The presence of concurrent mutations in patients with KRAS-G12C mutations was identified as a factor influencing prognosis. Consequently, key gene expressions, including KEAP1, STK11, and TP53, were examined, along with the relationship between PD-L1 expression and patient outcomes.

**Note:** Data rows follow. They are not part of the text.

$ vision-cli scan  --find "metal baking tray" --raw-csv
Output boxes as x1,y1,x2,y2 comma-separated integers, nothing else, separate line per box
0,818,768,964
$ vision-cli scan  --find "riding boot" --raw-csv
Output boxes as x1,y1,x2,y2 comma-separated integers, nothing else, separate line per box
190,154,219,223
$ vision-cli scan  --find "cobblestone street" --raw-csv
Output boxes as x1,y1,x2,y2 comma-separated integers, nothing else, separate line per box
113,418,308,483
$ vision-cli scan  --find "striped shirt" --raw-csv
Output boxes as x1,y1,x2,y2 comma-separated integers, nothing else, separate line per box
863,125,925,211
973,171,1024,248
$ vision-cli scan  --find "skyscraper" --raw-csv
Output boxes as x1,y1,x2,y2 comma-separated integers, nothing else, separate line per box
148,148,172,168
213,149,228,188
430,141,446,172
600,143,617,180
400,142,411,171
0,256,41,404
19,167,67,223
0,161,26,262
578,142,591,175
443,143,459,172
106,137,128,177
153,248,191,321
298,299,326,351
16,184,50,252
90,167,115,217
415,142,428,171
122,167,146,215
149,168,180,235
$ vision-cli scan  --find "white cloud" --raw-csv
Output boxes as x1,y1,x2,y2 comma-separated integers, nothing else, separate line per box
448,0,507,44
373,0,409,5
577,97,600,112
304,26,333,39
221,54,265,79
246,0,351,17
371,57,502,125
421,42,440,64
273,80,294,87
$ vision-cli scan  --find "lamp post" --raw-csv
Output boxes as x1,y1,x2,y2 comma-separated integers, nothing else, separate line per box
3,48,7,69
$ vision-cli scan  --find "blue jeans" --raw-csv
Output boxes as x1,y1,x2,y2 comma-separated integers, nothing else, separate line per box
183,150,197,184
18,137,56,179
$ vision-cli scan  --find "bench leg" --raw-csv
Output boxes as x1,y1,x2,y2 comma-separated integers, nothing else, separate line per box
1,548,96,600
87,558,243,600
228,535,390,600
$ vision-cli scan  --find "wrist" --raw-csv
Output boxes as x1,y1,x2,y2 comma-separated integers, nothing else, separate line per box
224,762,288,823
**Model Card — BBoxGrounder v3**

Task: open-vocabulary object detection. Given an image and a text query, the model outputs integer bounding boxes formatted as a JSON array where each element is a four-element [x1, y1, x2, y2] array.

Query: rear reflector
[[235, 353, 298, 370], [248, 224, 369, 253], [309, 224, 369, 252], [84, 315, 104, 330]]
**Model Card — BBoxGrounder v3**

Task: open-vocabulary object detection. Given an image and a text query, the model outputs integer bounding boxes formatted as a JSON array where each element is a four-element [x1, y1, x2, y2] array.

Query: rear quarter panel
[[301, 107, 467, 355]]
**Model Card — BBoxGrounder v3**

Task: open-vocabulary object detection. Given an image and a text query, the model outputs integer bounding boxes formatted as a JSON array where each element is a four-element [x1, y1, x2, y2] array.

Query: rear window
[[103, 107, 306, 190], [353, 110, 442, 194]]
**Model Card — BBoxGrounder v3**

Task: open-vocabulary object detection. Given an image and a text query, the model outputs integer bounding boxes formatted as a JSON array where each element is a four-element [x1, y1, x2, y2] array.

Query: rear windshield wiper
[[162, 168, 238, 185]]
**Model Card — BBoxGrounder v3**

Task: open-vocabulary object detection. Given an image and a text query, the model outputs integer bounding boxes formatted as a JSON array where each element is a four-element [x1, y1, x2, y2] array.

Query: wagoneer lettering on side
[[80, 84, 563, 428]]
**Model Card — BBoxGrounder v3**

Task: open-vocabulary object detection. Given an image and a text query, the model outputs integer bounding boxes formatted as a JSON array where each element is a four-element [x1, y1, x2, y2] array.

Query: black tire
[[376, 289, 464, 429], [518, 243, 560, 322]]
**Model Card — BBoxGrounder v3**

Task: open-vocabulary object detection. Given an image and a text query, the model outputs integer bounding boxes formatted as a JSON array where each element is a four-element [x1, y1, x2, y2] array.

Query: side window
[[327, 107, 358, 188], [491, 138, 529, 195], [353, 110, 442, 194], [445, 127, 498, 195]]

KEAP1: a critical indicator in prognostic biomarker prediction

Patients lacking KEAP1 mutations demonstrated a significantly higher overall response rate compared to those with KEAP1 mutations (P = 0.009), and KEAP1-mutated patients exhibited markedly shorter overall survival (6-month OS P < 0.0001, 12-month OS P = 0.0009) (Fig. 5A–C).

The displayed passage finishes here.